Les autorités fédérales éthiopiennes alertent sur une menace imminente de reprise des hostilités de haute intensité dans le Nord. Ce basculement, adossé à un retournement d’alliances régional, fragilise un accord de Pretoria déjà moribond.
ADDIS-ABEBA, juin 2026 – La Corne de l’Afrique retient à nouveau son souffle. Le gouvernement fédéral éthiopien a formulé une mise en garde solennelle quant au risque imminent d’un embrasement généralisé dans le nord du pays. Selon les services de renseignement à Addis-Abeba, les forces du Front populaire de libération du Tigré (TPLF) finaliseraient les préparatifs d’une offensive d’envergure, bénéficiant cette fois du soutien stratégique et logistique de l’Érythrée voisine.
Ces accusations ravivent les traumatismes d’un conflit dévastateur (2020-2022), dont le bilan, estimé à près de 600 000 morts par l’Union africaine, en fait l’une des guerres les plus meurtrières du XXIe siècle. Trois ans après la signature de l’accord de Pretoria, la paix apparaît de plus en plus fragilisée, oscillant entre cessez-le-feu précaire et risque de rupture ouverte.
Une diplomatie de l’alerte face à l’escalade militaire
La détérioration sécuritaire s’est accélérée au cours des derniers mois. Après une série d’accrochages sporadiques fin 2025 entre les Forces de défense nationale éthiopiennes (ENDF) et les troupes tigréennes, la rupture politique est désormais largement consommée.
Dans une tribune conjointe, plusieurs hauts responsables sécuritaires éthiopiens, dont le conseiller à la sécurité nationale Redwan Hussein, ont appelé la communauté internationale à exercer une pression diplomatique maximale sur Mekelle et Asmara. L’objectif affiché est de contenir une escalade perçue comme imminente et de prévenir l’ouverture d’un nouveau front armé dans le nord du pays.
Le grand retournement des alliances régionales
Le cœur de la crise réside dans la reconfiguration des équilibres géopolitiques dans la Corne de l’Afrique. Durant la guerre de 2020-2022, l’armée érythréenne avait joué un rôle central aux côtés d’Addis-Abeba contre le TPLF. Mais les accords de Pretoria, signés sans l’implication directe d’Asmara, ont profondément détérioré cet alignement.
Aujourd’hui, les autorités fédérales éthiopiennes affirment que des canaux de communication auraient été réactivés entre le TPLF et des interlocuteurs érythréens.
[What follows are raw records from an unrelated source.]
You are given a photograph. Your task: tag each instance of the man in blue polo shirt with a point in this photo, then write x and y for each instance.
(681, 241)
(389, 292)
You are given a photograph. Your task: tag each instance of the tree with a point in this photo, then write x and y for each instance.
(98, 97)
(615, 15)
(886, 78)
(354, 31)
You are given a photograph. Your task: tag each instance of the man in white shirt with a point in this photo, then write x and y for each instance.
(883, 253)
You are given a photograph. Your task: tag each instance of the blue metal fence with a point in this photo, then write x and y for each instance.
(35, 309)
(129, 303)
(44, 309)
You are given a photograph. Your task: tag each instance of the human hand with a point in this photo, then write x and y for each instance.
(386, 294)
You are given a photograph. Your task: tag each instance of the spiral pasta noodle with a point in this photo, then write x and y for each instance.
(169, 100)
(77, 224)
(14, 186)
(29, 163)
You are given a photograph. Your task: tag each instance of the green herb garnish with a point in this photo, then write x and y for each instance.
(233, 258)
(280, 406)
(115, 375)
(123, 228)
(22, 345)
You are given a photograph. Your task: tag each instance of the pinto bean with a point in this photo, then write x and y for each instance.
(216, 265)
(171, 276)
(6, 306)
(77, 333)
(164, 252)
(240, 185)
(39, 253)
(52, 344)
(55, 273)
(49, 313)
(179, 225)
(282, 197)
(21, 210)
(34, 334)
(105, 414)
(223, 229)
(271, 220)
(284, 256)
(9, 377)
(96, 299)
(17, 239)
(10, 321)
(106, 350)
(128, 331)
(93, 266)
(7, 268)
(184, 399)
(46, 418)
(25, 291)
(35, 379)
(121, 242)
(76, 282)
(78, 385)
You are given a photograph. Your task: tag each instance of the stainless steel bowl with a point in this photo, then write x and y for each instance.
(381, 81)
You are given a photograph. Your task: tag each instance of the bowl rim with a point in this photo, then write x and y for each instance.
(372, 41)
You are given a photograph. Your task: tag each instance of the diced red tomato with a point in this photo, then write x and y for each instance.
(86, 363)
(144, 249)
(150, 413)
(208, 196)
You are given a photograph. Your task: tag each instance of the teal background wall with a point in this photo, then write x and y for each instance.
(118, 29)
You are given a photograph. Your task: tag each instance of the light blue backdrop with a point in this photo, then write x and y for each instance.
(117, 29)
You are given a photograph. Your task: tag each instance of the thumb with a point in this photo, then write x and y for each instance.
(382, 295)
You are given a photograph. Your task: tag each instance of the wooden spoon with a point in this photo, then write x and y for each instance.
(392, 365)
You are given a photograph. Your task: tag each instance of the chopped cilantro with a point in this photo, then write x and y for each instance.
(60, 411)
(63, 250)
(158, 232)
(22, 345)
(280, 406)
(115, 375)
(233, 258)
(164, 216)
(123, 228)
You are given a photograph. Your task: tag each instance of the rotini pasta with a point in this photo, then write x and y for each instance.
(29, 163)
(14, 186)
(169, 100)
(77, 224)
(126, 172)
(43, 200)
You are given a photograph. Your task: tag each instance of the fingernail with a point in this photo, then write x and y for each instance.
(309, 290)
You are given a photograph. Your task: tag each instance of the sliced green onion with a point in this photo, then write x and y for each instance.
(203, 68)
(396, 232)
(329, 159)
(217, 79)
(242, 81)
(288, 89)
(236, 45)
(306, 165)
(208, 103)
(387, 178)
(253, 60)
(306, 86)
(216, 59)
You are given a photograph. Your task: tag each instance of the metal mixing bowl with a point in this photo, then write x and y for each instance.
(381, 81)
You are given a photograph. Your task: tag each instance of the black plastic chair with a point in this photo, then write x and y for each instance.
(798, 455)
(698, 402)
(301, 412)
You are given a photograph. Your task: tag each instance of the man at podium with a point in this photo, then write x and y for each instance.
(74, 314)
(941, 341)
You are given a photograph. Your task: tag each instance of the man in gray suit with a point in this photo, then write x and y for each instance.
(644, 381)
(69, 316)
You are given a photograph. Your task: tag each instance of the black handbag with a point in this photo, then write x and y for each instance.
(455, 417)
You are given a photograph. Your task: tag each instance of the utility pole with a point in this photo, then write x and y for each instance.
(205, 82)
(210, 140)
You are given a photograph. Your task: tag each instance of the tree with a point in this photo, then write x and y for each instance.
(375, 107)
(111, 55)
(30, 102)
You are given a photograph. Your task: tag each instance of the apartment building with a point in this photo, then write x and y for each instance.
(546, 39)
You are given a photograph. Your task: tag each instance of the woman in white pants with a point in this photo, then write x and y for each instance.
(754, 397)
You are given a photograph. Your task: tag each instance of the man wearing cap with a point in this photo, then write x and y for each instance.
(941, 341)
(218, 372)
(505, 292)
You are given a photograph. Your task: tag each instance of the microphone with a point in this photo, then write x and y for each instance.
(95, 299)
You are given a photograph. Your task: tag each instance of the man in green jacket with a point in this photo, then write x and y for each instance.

Des échanges seraient intervenus à Asmara, Mekelle et sur le territoire soudanais, dans un contexte régional déjà fortement déstabilisé par la guerre civile au Soudan.
Cette évolution illustre la volatilité des alliances dans la région, où les logiques d’intérêt stratégique priment sur les anciens clivages militaires.
L’impasse politique et institutionnelle du TPLF
Sur le plan intérieur, la fracture entre le pouvoir fédéral et le Tigré demeure profonde. Après avoir dominé la vie politique éthiopienne pendant près de trois décennies, le TPLF a été marginalisé depuis l’arrivée au pouvoir d’Abiy Ahmed en 2018, avant de se replier sur son bastion régional.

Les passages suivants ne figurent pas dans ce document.